We agree with the Director that the Petitioner has not met the criterion at 8 C.F.R. § 204.5(k)(3)(ii)(D) 
because we cannot evaluate from information in the record whether the Petitioner's salary or 
remuneration demonstrated his exceptional ability. 
B. Final Merits Determination 
The Petitioner has not established 
that he meets at least three of the evidentiary criteria under 8 C.F.R. 
§ 204.5(k)(3)(ii). As the Petitioner has not met the initial evidence requirement, a final merits 
determination is not required. Although he has successfully progressed in the field and earned the respect 
of his colleagues, the record does not establish the Petitioner's experience is beyond that which is 
ordinarily encountered in the occupation. 

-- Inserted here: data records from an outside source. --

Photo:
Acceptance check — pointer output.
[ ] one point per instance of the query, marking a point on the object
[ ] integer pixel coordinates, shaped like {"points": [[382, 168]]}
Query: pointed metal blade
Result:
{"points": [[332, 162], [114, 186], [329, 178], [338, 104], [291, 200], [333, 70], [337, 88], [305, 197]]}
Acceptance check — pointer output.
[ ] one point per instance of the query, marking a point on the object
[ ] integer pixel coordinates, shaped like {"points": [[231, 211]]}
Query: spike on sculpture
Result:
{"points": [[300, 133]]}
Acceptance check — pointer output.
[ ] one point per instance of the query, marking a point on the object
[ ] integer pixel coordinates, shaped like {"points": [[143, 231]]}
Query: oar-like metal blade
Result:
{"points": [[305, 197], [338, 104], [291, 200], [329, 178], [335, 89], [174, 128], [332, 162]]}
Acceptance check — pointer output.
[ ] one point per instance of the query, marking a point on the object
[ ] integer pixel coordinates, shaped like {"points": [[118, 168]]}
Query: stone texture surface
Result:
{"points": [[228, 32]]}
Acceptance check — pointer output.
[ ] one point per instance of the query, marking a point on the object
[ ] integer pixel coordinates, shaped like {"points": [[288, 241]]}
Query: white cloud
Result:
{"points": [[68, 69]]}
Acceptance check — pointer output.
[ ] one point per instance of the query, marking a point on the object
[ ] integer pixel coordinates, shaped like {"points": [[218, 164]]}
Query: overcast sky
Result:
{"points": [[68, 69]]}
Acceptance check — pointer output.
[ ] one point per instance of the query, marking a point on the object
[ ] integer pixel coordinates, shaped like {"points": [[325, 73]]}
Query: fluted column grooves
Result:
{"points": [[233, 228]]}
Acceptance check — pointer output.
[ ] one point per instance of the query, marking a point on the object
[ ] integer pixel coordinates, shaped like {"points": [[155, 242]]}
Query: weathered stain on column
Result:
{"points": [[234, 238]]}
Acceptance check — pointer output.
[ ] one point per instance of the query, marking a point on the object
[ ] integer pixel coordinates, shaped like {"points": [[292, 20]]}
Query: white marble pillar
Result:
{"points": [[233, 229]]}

C. National Interest Waiver 
The remaining issue is whether the Petitioner has established that a waiver of the requirement of a job 
offer, and thus a labor certification, is in the national interest. As previously outlined, in order to qualify 
for a national interest waiver, the Petitioner must first show that he qualifies for classification under 
section 203(b )(2)(A) of the Act as either an advanced degree professional or an individual of 
exceptional ability. The Petitioner does not claim that he is an advanced degree professional and, as 
discussed above, has not shown that he meets the regulatory criteria for classification as an individual 
of exceptional ability. Since the identified basis for denial is dispositive of the Petitioner's appeal, we 
decline to reach and hereby reserve the Petitioner's appellate arguments regarding his eligibility for a 
national interest waiver under the Dhanasar framework. See INS v. Bagamasbad, 429 U.S. 24, 25 
(1976) ("courts and agencies are not required to make findings on issues the decision of which is 
unnecessary to the results they reach"); see also Matter of L-A-C-, 26 I&N Dec. 516, 526 n.7 (BIA 
2015) (declining to reach alternative issues on appeal where an applicant is otherwise ineligible). 
III. CONCLUSION 
The Petitioner has not established that he satisfies the regulatory requirements for classification as a 
member of the professions holding an advanced degree or as an individual of exceptional ability. 
ORDER: The appeal is dismissed. 
4 See 6 USC1S Policy Manual, supra, at F.5(B)(2).